Grundlage bildet der für Tatra typische Zentralrohrrahmen. Seine Vorteile sind die hohe Torsions- und Biegesteifigkeit sowie der Schutz der innen liegenden Komponenten des Antriebsstranges. Die Achsen sind als Pendel-Halbachsen ausgeführt. Nach dem Baukastenprinzip werden verschiedene Achsanzahlen und Radstände realisiert. Diese Bauweise verleiht den Fahrzeugen eine hohe Tauglichkeit für den Einsatz abseits befestigter Straßen. An den Vorderachsen werden Drehstabfedern verbaut, die Hinterachsen sind mit Blattfedern oder Luftfederung versehen. Es gibt Ausführungen mit Single-Bereifung und mit Zwillingsbereifung an den Hinterachsen. Die Lenkung erfolgt mechanisch mit hydraulischer Unterstützung. Bei den Ausführungen mit zwei Vorderachsen sind beide Vorderachsen gelenkt.
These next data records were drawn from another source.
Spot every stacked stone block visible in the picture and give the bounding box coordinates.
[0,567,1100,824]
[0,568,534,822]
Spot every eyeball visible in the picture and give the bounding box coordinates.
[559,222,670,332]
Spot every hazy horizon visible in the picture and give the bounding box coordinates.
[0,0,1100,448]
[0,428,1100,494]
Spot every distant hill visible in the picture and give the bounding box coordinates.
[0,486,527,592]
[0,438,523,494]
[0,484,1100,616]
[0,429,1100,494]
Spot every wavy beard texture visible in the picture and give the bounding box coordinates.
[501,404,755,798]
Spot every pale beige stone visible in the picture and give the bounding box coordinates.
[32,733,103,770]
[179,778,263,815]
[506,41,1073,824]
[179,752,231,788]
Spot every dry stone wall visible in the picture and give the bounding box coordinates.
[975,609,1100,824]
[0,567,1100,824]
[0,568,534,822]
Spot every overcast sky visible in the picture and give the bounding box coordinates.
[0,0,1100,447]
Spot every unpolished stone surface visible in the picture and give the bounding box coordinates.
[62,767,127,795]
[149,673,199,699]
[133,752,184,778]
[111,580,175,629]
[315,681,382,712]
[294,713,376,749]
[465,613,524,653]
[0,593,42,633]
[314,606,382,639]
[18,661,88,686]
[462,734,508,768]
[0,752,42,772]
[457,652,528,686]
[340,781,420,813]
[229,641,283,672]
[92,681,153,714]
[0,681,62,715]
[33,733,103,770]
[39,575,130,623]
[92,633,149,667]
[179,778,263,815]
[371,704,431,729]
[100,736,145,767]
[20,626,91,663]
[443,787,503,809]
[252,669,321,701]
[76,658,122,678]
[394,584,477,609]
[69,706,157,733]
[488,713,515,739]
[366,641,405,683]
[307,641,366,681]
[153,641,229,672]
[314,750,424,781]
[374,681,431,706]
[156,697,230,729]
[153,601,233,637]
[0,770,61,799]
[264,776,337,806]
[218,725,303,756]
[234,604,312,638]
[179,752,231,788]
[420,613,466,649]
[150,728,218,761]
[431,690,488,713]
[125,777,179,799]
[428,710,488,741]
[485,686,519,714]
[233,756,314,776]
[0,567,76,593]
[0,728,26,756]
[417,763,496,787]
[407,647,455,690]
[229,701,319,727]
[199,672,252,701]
Die Betriebsbremsanlage ist eine pneumatische Zweikreisbremse mit Trommelbremsen an allen Rädern und ALB an allen Achsen. Sie ist kombiniert mit Federspeicher-Feststellbremse, Motorbremse sowie Zweileitungs-Anhängerbremsanlage. Heute sind die Fahrzeuge mit ABS ausgerüstet.

Aufbau[Bearbeiten]

Mit der Baureihe Tatra 815 wurde auch das kippbare Fahrerhaus bei diesem Hersteller eingeführt. Es gibt die Frontlenkerkabine in verschiedenen Varianten, als kurze und mittellange Kabinen sowie als Doppelkabinen. Bei einigen Ausführungen befindet sich die kurze Kabine direkt über der Vorderachse, der Aufstieg erfolgt hierbei hinter dem Vorderrad. Bei den meisten Ausführungen ist die Kabine etwas nach vorn versetzt, der Aufstieg erfolgt vor dem Vorderrad. Die Fahrzeugaufbauten werden von einem Hilfsrahmen getragen. Ab Werk wurden und werden außer Fahrgestellen unter anderem Dreiseitenkipper, Muldenkipper, Pritschenwagen, Sattelzugmaschinen und Zugmaschinen mit Pritsche geliefert.

Ableitungen[Bearbeiten]

Das Chassis des Tatra 815 8x8 ist die Basis der tschechischen Selbstfahrlafette DANA. Außerdem wurde die 8×8-Version in Indien in Lizenz produziert, dort stellt sie die Basis des Mehrfachraketenwerfersystems Pinaka dar.

Fotos[Bearbeiten]

Zweiachser[Bearbeiten]

Dreiachser[Bearbeiten]

Vierachser[Bearbeiten]

Ähnliche Fahrzeuge[Bearbeiten]

Literatur[Bearbeiten]

  • Miroslav Gomola: Historie Automobilů Tatra II. AGM-Gomola, Brno 2000.
  • Michael Dünnebier: Lastwagen und Busse sozialistischer Länder. 1. Auflage. Transpress, Berlin 1988, ISBN 3-344-00272-4.

Weblinks[Bearbeiten]

Einzelnachweise[Bearbeiten]

  1. Michael Dünnebier: Lastwagen und Busse sozialistischer Länder. 1. Auflage. Transpress, Berlin 1988, ISBN 3-344-00272-4, Seite 42.
  2. NVA: Katalog 054/3/001, Typen der Kraftfahrzeugtechnik, Typenblatt-Nr.: 07.44.00
  3. Michael Dünnebier: Lastwagen und Busse sozialistischer Länder. 1. Auflage. Transpress, Berlin 1988, ISBN 3-344-00272-4, Seite 41.
  4. Tatra 815 auf www.tatra.cz (englisch, Stand Januar 2009)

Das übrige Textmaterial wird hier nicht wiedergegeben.